The ProPublica piece delves a bit more into that rather brazen crookedness, but the central points are what we've seen in two years worth of post-insurrection stories. Companies with well-known brands at stake initially distanced themselves from the promoters of an attempted coup. Republican figures unwilling to abide the coup resigned, leaving Republican campaign institutions in the hands of the coup's promoters and allies.
And then corporate America came crawling back to restore relations with the newly fascist groups rather than risk the sort of retaliation that Republicans like Florida Gov. Ron DeSantis have sought to dish out to any company thought to be disloyal to the Republican cause.

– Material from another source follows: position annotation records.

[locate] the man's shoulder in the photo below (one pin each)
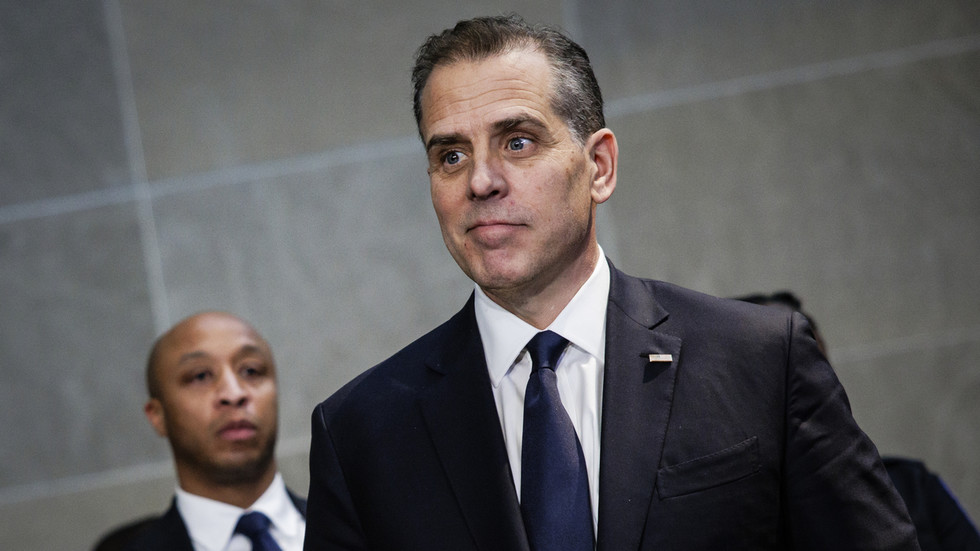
(166, 531)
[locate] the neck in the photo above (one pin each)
(240, 493)
(540, 306)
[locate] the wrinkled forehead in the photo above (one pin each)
(211, 334)
(463, 90)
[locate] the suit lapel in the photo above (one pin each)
(460, 414)
(636, 402)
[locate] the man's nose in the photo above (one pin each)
(231, 391)
(487, 180)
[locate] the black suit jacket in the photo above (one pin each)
(164, 533)
(745, 440)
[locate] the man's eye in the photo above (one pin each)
(200, 376)
(452, 158)
(251, 371)
(517, 144)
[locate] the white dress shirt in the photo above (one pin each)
(583, 323)
(211, 524)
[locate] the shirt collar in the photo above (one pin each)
(582, 322)
(211, 523)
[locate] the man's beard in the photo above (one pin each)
(232, 473)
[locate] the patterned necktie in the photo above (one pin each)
(255, 527)
(554, 483)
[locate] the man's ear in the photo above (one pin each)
(604, 152)
(154, 413)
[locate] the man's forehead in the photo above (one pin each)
(505, 86)
(207, 334)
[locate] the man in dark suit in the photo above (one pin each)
(672, 420)
(212, 385)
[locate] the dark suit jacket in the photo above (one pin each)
(940, 521)
(744, 441)
(165, 533)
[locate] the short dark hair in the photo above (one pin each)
(153, 368)
(576, 97)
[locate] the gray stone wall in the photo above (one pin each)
(159, 158)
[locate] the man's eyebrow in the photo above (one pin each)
(440, 140)
(501, 126)
(511, 123)
(197, 354)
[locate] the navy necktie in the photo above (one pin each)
(554, 482)
(255, 527)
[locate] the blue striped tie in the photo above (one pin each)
(554, 481)
(255, 527)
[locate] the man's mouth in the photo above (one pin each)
(238, 430)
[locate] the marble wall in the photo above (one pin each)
(159, 158)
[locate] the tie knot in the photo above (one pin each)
(252, 525)
(545, 348)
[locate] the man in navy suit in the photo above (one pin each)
(213, 395)
(702, 423)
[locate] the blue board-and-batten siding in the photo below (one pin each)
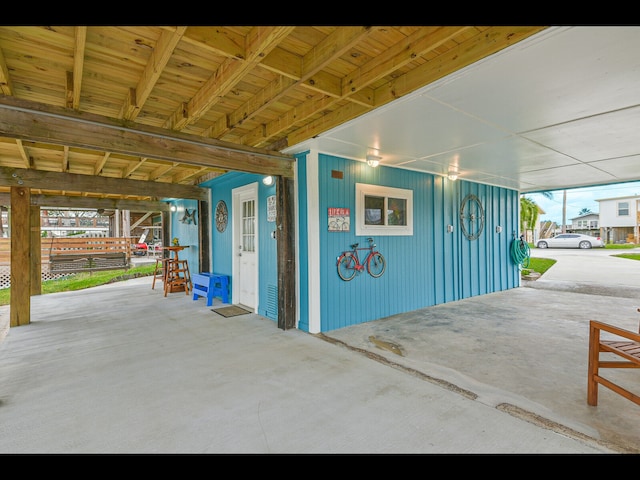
(425, 269)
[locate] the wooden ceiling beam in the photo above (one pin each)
(72, 182)
(5, 78)
(160, 56)
(259, 42)
(33, 121)
(88, 202)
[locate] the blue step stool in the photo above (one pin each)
(210, 285)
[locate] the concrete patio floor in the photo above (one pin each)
(122, 369)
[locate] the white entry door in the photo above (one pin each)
(245, 235)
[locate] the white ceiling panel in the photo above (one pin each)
(558, 110)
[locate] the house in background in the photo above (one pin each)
(620, 219)
(453, 239)
(587, 224)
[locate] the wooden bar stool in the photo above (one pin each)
(178, 277)
(160, 271)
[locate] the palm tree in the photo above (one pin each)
(528, 215)
(529, 212)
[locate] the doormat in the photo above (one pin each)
(232, 311)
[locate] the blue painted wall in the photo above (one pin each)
(427, 268)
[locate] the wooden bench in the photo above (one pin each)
(625, 344)
(83, 262)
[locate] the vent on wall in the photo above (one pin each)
(272, 301)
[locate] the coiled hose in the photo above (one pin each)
(520, 252)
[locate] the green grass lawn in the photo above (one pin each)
(81, 281)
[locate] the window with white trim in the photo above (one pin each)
(383, 210)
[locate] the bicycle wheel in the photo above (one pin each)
(376, 265)
(346, 266)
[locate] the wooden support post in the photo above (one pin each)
(20, 303)
(286, 254)
(36, 252)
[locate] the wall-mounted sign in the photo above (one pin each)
(339, 219)
(271, 208)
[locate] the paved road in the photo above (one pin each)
(597, 270)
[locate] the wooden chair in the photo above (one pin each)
(626, 346)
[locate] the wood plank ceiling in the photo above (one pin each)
(175, 106)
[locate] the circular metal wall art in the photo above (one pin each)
(471, 217)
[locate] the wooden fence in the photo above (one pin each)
(65, 248)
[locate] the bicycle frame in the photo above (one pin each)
(348, 263)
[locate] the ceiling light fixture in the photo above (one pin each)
(373, 160)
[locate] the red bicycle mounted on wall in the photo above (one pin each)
(349, 262)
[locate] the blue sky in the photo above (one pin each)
(579, 198)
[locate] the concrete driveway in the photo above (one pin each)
(122, 369)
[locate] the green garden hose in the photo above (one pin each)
(520, 252)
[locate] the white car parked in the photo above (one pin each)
(571, 240)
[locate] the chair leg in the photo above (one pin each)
(593, 368)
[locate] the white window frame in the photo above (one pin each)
(362, 190)
(620, 208)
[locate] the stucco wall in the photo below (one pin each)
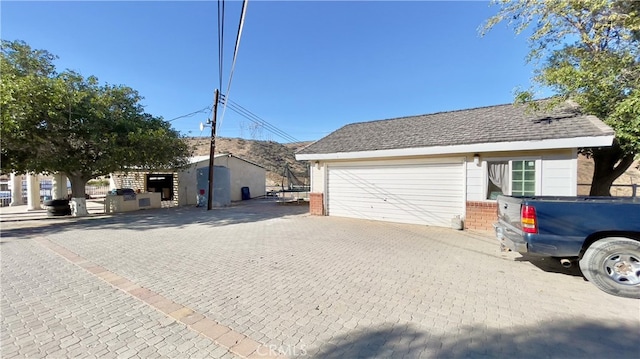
(243, 174)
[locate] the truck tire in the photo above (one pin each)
(613, 265)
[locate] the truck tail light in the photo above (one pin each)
(529, 219)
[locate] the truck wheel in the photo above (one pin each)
(613, 265)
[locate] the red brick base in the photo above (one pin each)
(481, 215)
(316, 204)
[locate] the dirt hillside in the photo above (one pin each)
(271, 155)
(585, 175)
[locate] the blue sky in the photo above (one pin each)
(307, 68)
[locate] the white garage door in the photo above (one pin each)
(428, 193)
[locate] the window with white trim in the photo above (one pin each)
(523, 178)
(517, 177)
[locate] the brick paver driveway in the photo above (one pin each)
(258, 279)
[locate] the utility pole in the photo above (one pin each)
(212, 150)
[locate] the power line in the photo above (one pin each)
(220, 40)
(190, 114)
(237, 108)
(235, 54)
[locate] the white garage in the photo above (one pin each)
(430, 169)
(429, 193)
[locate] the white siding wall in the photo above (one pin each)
(559, 174)
(556, 172)
(475, 180)
(317, 177)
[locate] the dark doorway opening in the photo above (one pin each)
(162, 183)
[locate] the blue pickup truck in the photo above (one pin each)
(602, 234)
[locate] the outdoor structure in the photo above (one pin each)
(184, 188)
(446, 169)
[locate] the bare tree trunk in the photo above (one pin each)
(609, 164)
(78, 195)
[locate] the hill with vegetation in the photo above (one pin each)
(273, 156)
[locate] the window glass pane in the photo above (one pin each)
(523, 178)
(517, 187)
(517, 165)
(530, 188)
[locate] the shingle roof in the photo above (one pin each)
(502, 123)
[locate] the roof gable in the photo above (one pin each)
(494, 124)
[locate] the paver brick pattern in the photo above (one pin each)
(302, 286)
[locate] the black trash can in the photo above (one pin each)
(58, 207)
(245, 193)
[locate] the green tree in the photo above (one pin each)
(587, 51)
(66, 123)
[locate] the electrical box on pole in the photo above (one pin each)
(212, 150)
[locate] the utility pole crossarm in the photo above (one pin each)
(212, 150)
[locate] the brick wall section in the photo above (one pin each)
(481, 215)
(316, 204)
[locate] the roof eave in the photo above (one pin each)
(548, 144)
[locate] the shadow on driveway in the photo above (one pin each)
(572, 338)
(552, 265)
(176, 217)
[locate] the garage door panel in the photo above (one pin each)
(424, 193)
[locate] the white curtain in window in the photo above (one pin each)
(499, 175)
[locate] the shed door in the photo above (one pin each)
(428, 193)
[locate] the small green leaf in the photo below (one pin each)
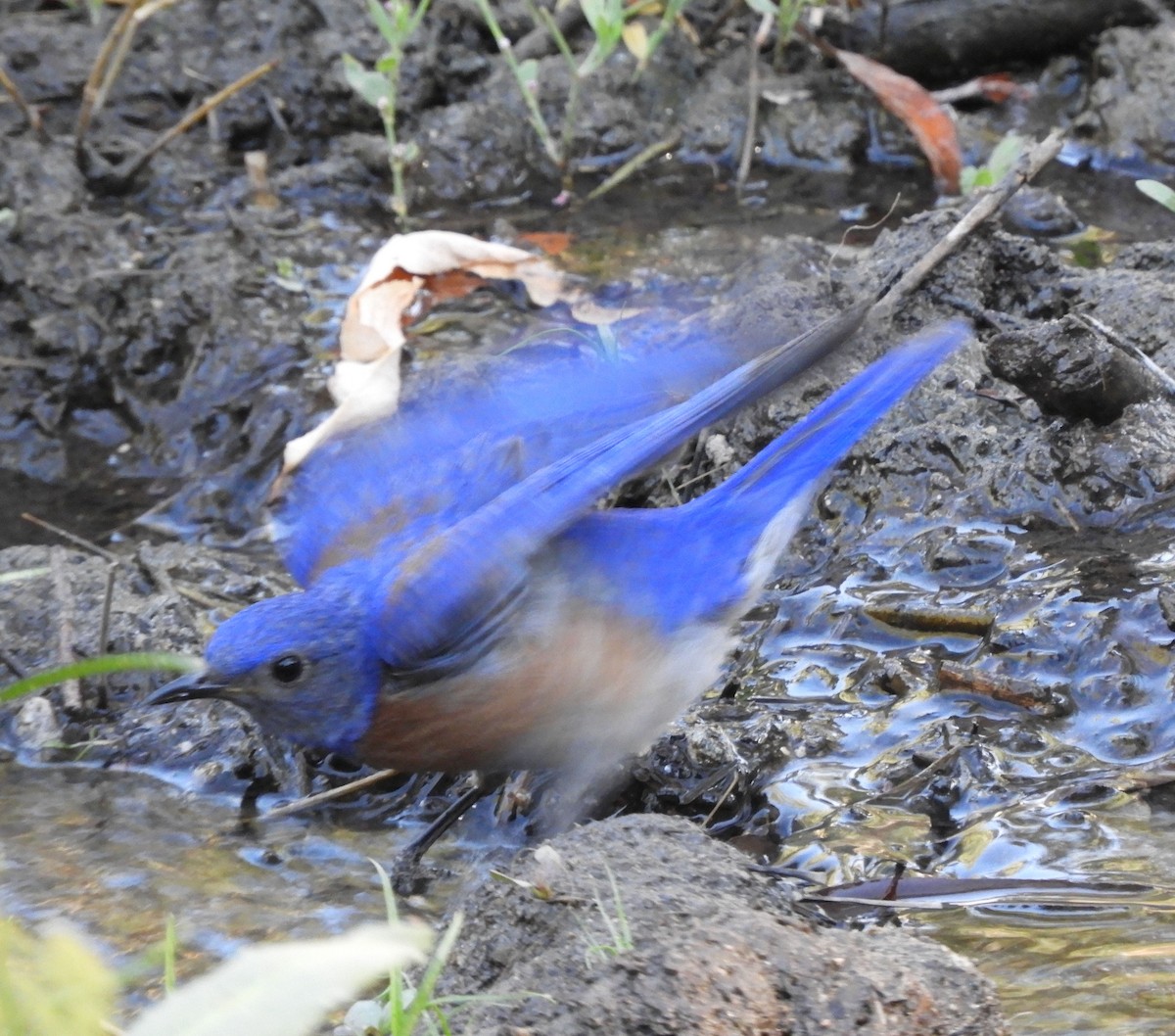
(1005, 155)
(1157, 192)
(383, 23)
(528, 72)
(127, 661)
(369, 84)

And, on top of it all, it turns out that restoring relations with fascists is as simple as throwing a five or six figure check at them. American political figures are some of the easiest purchases on the planet; you can buy favors from half the attorney general offices in the country for the price of a late-model used car.
You can see, then, why companies like UPS and Johnson & Johnson would believe that they can't not throw money at those who backed the attempted erasure of our American democracy. When the Republican South Carolina attorney general calls you up with a list of your past donations, another list of the legal issues your company is currently facing in his state, and a request that your company kindly consider funding a wee bit of sedition going forward, saying “no” takes a better person than your average corporate executive will ever be.